The episode features an interview with cognitive psychologist Elizabeth Loftus, a leading expert on memory. Loftus explains the malleable nature of human memory, debunking the notion that it functions like a reliable recording device:
Elizabeth Loftus [48:05]: "Memory does not work like a recording device. We don't just record the event, play it back later... it's a constructive process."
She highlights how memory can be influenced and altered, a fact that has significant implications for the credibility of SRA allegations. Loftus' work demonstrates how suggestive interrogation techniques can lead to the creation of false memories, echoing the problematic methods used in many SRA investigations.
As the episode progresses, Lanning describes the gradual decline of the Satanic Panic, attributing it to the mounting implausibility of the allegations and the persistent lack of evidence:
Rebecca Sebastian [44:36]: "It's just everything piling up—the lack of evidence, the questions around the science and psychology... people move on to other things."
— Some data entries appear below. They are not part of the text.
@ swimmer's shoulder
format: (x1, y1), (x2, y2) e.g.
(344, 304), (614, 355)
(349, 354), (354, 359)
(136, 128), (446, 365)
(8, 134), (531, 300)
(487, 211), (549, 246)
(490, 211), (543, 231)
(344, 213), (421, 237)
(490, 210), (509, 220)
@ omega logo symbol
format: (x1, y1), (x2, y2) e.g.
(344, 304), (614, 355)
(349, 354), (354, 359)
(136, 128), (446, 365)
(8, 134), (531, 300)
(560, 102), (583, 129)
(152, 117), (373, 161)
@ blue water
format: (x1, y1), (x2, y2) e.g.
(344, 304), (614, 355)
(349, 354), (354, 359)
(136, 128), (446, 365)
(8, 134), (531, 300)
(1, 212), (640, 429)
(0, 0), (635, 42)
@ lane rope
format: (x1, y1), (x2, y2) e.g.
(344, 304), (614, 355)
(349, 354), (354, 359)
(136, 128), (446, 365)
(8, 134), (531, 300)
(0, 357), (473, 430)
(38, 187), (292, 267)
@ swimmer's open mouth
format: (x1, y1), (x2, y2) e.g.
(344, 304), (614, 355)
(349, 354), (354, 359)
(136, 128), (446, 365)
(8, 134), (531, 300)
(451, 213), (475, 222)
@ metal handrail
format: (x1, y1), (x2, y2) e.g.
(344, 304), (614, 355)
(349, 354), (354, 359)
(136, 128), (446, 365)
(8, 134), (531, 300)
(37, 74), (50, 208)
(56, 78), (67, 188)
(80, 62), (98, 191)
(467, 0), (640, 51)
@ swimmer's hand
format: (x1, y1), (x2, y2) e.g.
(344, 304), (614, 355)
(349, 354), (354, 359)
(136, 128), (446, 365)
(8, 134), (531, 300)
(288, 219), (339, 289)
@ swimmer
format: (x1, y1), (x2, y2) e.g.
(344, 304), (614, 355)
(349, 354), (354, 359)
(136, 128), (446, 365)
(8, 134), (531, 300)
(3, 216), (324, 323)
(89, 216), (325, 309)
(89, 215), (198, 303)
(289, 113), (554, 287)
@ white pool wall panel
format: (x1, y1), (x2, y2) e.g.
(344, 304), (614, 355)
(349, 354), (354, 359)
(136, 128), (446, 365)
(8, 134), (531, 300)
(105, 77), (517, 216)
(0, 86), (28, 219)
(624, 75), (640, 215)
However, the episode also underscores the lasting impact of the panic, noting that similar patterns of unfounded hysteria continue to emerge in contemporary contexts, such as conspiracy theories and the misuse of artificial intelligence in memory manipulation.
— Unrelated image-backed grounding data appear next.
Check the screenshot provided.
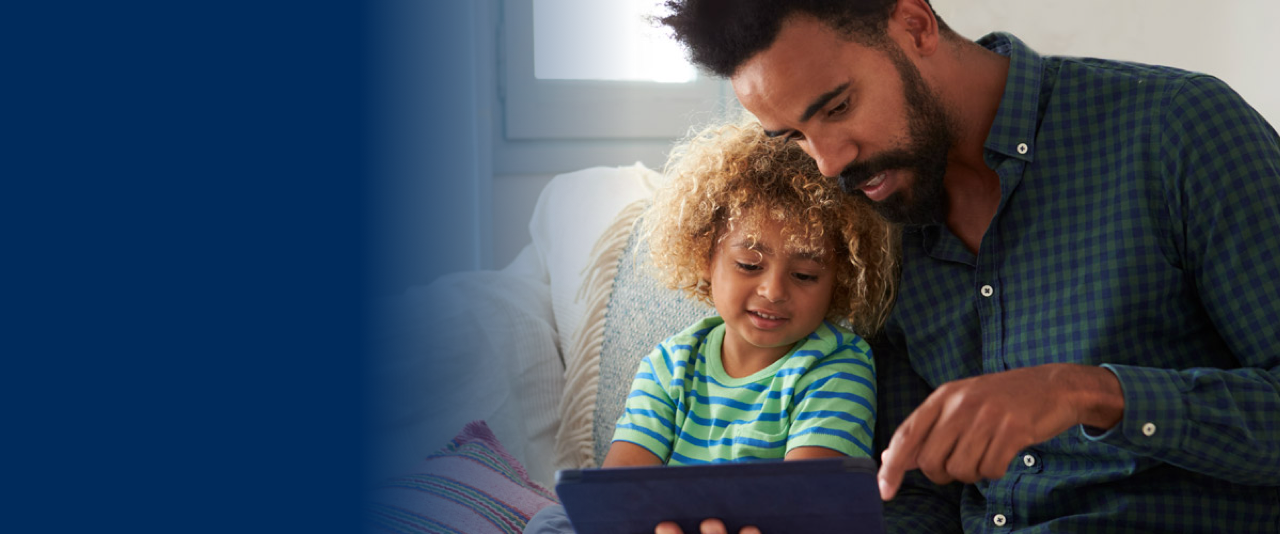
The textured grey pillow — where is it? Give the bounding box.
[590,220,710,465]
[553,207,709,469]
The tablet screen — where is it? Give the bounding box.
[555,457,884,534]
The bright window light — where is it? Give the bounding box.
[533,0,696,83]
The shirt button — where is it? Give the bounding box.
[1142,422,1157,437]
[1023,454,1036,467]
[1017,142,1028,155]
[993,513,1008,526]
[980,284,994,297]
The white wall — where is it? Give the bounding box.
[492,173,556,269]
[373,1,494,291]
[938,0,1280,125]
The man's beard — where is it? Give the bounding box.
[837,47,956,226]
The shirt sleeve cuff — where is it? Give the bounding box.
[1079,364,1185,455]
[786,429,869,458]
[609,433,669,463]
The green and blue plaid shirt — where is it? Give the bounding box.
[874,33,1280,532]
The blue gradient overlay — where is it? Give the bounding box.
[7,1,376,532]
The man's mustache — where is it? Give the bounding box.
[835,151,917,195]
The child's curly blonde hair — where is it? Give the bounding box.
[644,116,900,337]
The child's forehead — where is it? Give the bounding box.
[719,215,833,259]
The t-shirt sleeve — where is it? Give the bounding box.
[785,338,877,458]
[610,346,678,462]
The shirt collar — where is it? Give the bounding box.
[976,32,1043,164]
[909,33,1044,257]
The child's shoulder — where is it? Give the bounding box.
[645,313,727,371]
[786,323,876,387]
[664,315,724,345]
[798,321,873,360]
[646,315,723,362]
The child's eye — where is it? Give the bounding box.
[793,272,819,282]
[735,261,761,272]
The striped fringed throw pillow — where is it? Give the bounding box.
[368,420,558,534]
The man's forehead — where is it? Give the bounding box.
[730,18,866,126]
[733,68,848,133]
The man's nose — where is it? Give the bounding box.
[807,136,857,178]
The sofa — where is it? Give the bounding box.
[367,163,714,533]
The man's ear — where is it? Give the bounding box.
[890,0,940,57]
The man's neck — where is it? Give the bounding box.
[936,38,1011,254]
"The Spell Breaks" concludes by highlighting the delicate balance between believing survivors and ensuring due process. Lanning emphasizes the importance of verifying claims to prevent the unjust persecution of innocent individuals:
Ken Lanning [43:00]: "If this isn't happening, this is going to do tremendous damage to the progress we've made in recognizing the child."
Elizabeth Loftus echoes this sentiment, advocating for a careful examination of evidence and the mechanisms through which memories are recovered and validated.
In this compelling episode, Devil and the Deep Blue Sea meticulously dissects the Satanic Panic, offering a nuanced perspective that challenges both historical narratives and contemporary beliefs. By intertwining firsthand accounts from Ken Lanning with scientific insights from Elizabeth Loftus, the episode provides a comprehensive understanding of how fear, memory manipulation, and societal pressures can distort justice and truth.
Notable Quotes:
This detailed summary captures the essence of "The Spell Breaks," providing listeners with a thorough understanding of the episode's key points, discussions, insights, and conclusions.